Even the judge considering a reduction of Owens' child-support payments noted that returning to big-time football looked unlikely. "His NFL career seems to be over," Judge Marc Marmaro said earlier this month in Los Angeles County Superior Court. "I mean no disrespect."
The end seemed obvious when Owens held a workout in October, trying to convince the NFL that he was fully recovered from knee surgery. The session was televised, but not a single team showed up. Agent Drew Rosenhaus brushed it off. "Just because they weren't there doesn't mean they weren't interested," Rosenhaus said. "I can guarantee that all 32 teams were interested."
Yeah, right. Rosenhaus' false bravado was as bad as Owens' bold proclamation a few weeks earlier. He announced in an ESPN interview that he'd return to the NFL "in a month or less." As if the decision were his alone, instead of belonging to a team — which had to decide if putting up with the antics of a 37-year-old wide receiver coming off a major knee injury was worthwhile.
There was a certain amount of sorrow in watching Owens virtually grovel for work, trying to convince teams that he wasn't over the hill and his reputation as a divisive diva was overblown.
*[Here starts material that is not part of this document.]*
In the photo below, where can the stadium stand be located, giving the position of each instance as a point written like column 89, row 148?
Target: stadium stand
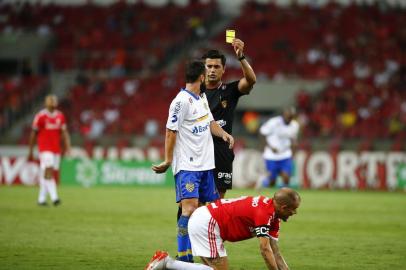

He actually had a decent season in 2010, finishing among the NFL's top 20 players in receptions, receiving yardage and touchdowns. And he's always been a phenomenal physical specimen who keeps himself in great shape.
But his mentality has been questioned during his career. He became one of the league's biggest celebrities but also displayed troubling behavior. There were emotional outbursts and apparent cries for attention. A caller to 911 in October claimed that Owens had attempted suicide; five years earlier, there was another incident that caused worry.
Before he signed with the indoor team this week, Owens did an interview for the current issue of GQ. The profile examines the depths to which he has sunk financially and emotionally. According to the article, when friends text Owens to ask where he is, the reply is chilling:
"I'm in Hell."
Maybe $500,000 from the Allen Wranglers is a cool drink.
But there's a feeling of sadness that's hard to shake.